My mother is the undisputed queen of the no-rules style of parenting (which I mentioned in my last column). With her, it wasn’t so much a conscious parenting decision as an inherent personality thing. She has tremendous faith in human beings. And honestly feels that given a decent home, nice role models, and lots of love, kids will behave themselves and grow up into perfectly proper, successful adults. You never ever need to shout at them or discipline them. They just know what is right and will do all it takes to keep their parents happy. Needless to say, my mum’s sense of filial duty runs deep enough to reach the earth’s core. Mine barely reaches the floor below my bed.
Mum’s approach to parenting emerges from her personal beliefs. Be fair to employees, be super-generous and loving to your children, your relatives, and they’ll all be fair and kind back to you. I can now safely say that everyone in my mum’s life – from her employees and maids, to a few of her relatives and certainly both her kids – has worked hard to prove her entirely wrong.
So when it comes to parenting, I go with the lay-down-some-rules school of thought – for us and our kids. But like most parents today I find it hard to do actually lay down the rules. Unlike parents before us, we are – I suspect – a bit insecure about our love. We are richer, busier and more distracted by shopping, social networks and personal gadgets.

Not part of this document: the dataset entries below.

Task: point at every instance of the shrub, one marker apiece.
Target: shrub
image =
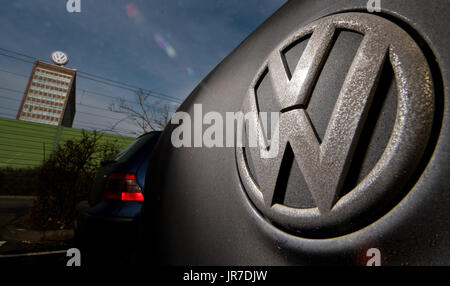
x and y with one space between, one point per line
18 182
66 178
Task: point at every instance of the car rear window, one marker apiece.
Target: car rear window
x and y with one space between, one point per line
133 148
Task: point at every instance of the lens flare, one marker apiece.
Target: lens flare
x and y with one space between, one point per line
164 44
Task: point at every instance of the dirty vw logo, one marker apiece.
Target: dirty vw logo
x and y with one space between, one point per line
325 163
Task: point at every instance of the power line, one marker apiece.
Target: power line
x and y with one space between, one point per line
94 92
92 77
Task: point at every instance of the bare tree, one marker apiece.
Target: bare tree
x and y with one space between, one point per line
146 116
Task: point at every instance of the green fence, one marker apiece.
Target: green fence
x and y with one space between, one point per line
27 144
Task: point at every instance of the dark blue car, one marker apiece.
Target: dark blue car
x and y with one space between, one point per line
110 215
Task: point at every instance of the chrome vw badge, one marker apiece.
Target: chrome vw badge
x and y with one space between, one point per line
325 163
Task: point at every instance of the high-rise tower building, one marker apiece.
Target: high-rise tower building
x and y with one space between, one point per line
50 94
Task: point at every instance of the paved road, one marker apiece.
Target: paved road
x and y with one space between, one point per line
12 208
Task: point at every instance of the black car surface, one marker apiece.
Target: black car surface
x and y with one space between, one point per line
116 198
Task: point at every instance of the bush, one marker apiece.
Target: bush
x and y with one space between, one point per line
66 178
18 182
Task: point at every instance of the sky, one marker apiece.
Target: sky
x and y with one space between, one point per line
163 46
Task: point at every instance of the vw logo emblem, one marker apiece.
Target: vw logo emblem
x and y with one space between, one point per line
325 163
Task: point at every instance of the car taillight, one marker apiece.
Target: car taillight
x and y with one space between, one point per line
123 187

That’s probably why we are constantly searching for ways to prove to our kids that we love them.
We tend to overcompensate, over-stimulate, over-school the child, while indulging their every whim, and refusing to give them reality checks. I know of parents who work 12-hour-days and return to sleeping kids, only to rush them to malls on weekends and go mad buying clothes and toys. Going to the park and tossing a ball seem so uncool somehow.
In another form of over-compensation, helicoptering mums rush their kids from class to class, trying to channel their own ambitions into their offspring. This parental greed often needs a little bribery. My daughter’s friend has figured out that every time he is selected for an extra-curricular activity, his delighted mum will hand him stuff ranging from money for a treat to an iPad. And then her anxiety starts: ‘What if he is dropped because he doesn’t practice?’ He’s six, and willful, and refuses to practice at home. Crisis! More prizes, gifts and punishments are dangled over his head because – interested or not – succeed he must. After all, it’s mom-vs-mom, and the kids are canon fodder. Sadly, by giving him these ‘rewards’, she’s actually depriving her kid of the joy of taking part simply for the love of it.
Last week, a mum asked me my favourite question (and if you’ve been following this column, you’ll get the joke): ‘My child doesn’t read; what to do?’ I replied carefully, in words of two syllables each, explaining the hows and whys of reading and developing an interest in it in children. At the end of half an hour, with me telling the lady all about literacy techniques and the need to patiently read to children, her eyes had glazed over.
I stopped speaking for a bit and waited. I knew what would follow. ‘So… Do you take classes for this?’ No, I said, I don’t, because it’s important that parents read to their kids. She smiles suddenly – inspiration has struck, no doubt. ‘Do you know of anyone – say a college student – who could come home and read to my kid?’ Since I didn’t, the conversation winds up with smiles and pointless thanks.
Being a parent is hard work. Being a half-way decent parent – someone who gives their child a grounded upbringing, doesn’t pressure them, and is kind and yet firm with them – is harder still.